Okay, here we go.

Day 1

Greetings! This is the first day of the next 365 Days of Miracles and Accidents. Here’s the thesis: I’m going to write here every day for a year. Why? Because I am beginning a daunting task: working through that crusty and wonderful tome, A COURSE IN MIRACLES, which has a 365 day workbook, because I’ve come to a point in my life when, literally, I have no choice other than to ask for a miracle. Maybe even 365 of them. Is that asking too much?

This little person that I am is at a point where she is every bit as likely to start a vegan doughnut business as patent wax headdresses for fashionable swimmers, but very unlikely…as in, don’t bet your last quarter….to actually get my shit together. There’s really no excuse whatsoever for a person of my state to be as utterly clueless as I am.

Well, let me put it this way. To rescue myself will require nothing short of a miracle. And everything that isn’t a miracle is just a real tempting substitute for the real thing. Perhaps, that’s what my life so far has been. Or started to be… when I gave up on my random, delirious, Tina Turner-inspired solo improvisations of a seven year old on the sandy beaches of Florida’s panhandle. SEEKING TRUE SELF: LAST SEEN DOING THE WEIRDO DANCE ALONE ON THE BEACH IN POLKA DOTS, SUMMER OF 1983.

So, this morning, day 1, I opened THE COURSE, which I happened to find on a sidewalk 5 summers ago when I was strung out from a confused heart–a foreshadowing of things to come–and took it home. It is a very, very, very dense book. You think Julia Childs’ is kernelly? Try this on for size. Today my task is to sit still for just a relaxed minute or two and look only at my immediate surroundings: my leg, my journal, my coffee mug, and say, “This leg doesn’t mean anything. This journal doesn’t mean anything. This coffee, though necessary, though delicious, though life-sustaining… doesn’t mean anything. Damn it!”
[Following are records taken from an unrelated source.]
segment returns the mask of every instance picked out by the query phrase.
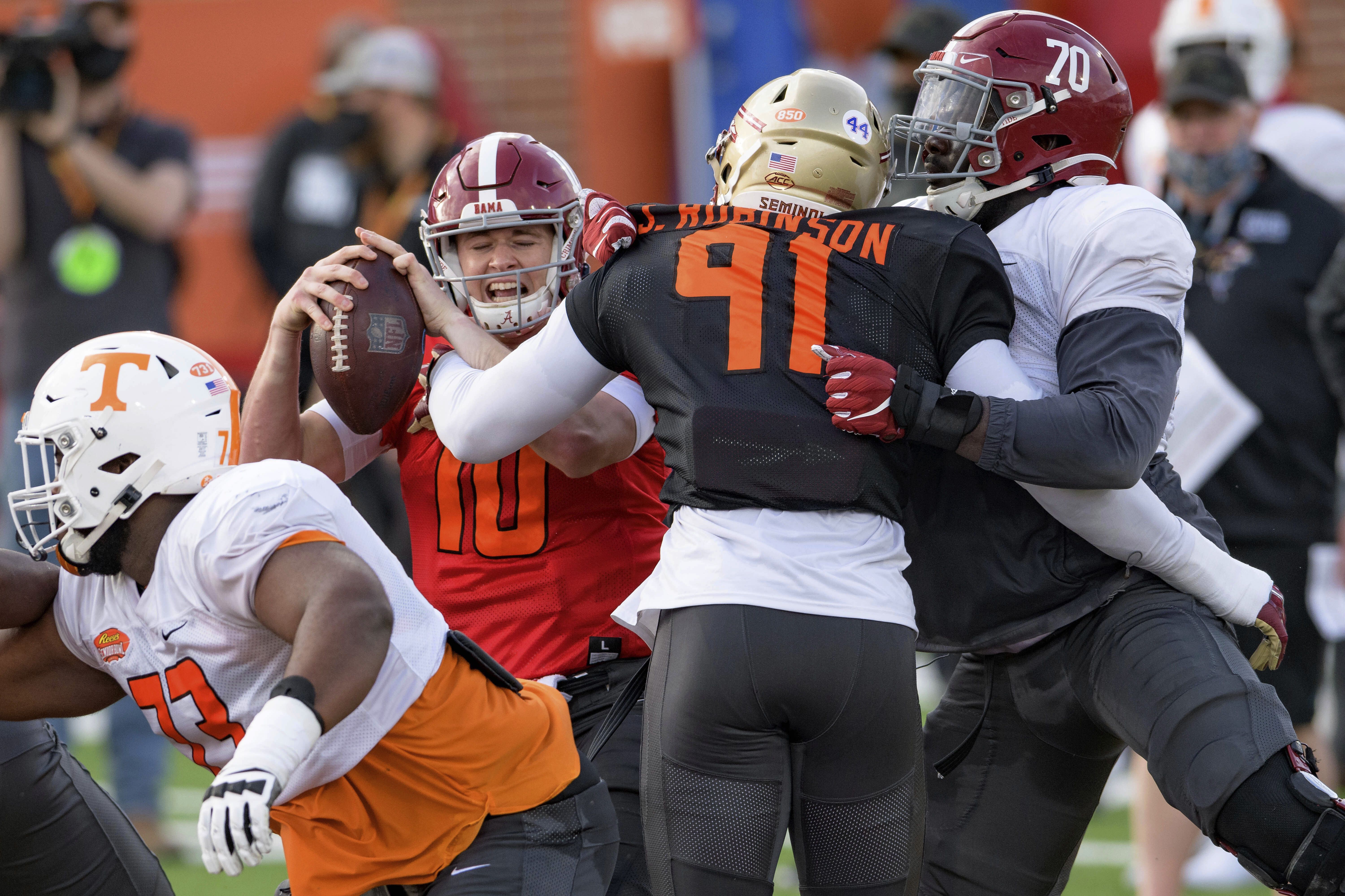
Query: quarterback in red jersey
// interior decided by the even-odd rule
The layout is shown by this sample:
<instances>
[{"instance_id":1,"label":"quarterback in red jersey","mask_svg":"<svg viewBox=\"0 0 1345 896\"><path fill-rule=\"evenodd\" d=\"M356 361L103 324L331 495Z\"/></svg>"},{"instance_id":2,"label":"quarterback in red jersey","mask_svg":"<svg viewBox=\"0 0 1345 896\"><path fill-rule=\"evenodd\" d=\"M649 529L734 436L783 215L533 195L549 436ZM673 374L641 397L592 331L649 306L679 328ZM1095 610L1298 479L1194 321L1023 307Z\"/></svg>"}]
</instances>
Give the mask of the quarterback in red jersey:
<instances>
[{"instance_id":1,"label":"quarterback in red jersey","mask_svg":"<svg viewBox=\"0 0 1345 896\"><path fill-rule=\"evenodd\" d=\"M620 206L603 204L600 195L580 189L558 153L526 134L487 134L444 167L421 232L434 279L482 328L456 337L453 360L491 367L545 326L578 281L581 227L601 227L608 247L627 230L628 218L612 218ZM594 212L588 222L585 206ZM339 482L395 450L417 588L510 672L555 682L584 748L648 656L609 614L654 568L666 531L654 410L632 377L617 377L542 438L480 465L463 463L440 441L424 386L371 435L351 431L325 402L300 415L303 330L331 326L316 300L350 310L334 283L358 290L367 282L348 263L371 259L369 246L405 253L377 234L360 231L360 238L366 244L308 269L277 306L243 410L243 459L301 459ZM426 328L441 332L433 314ZM436 355L447 351L434 348ZM502 418L508 412L500 407ZM620 818L612 893L648 892L640 727L636 709L594 760Z\"/></svg>"}]
</instances>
Why do this? Because these actions are the bridge between the beauty of a book on a shelf—all that wisdom you conceptualize but can’t seem to live out loud–and the transformed life that I can no longer do without. It’s sort of like the difference between reading a recipe… and feeding a family of four with it.

More later. Sorry so short, I’m meeting one of my best friends for a meaningless lemonade. But remind me to tell you about what happened with the ceramic ladybug on my altar that has stood for my informal godmother Mary Parks for 15 odd years. Mary Parks, you are not without meaning, and you never will be, because you don’t know how.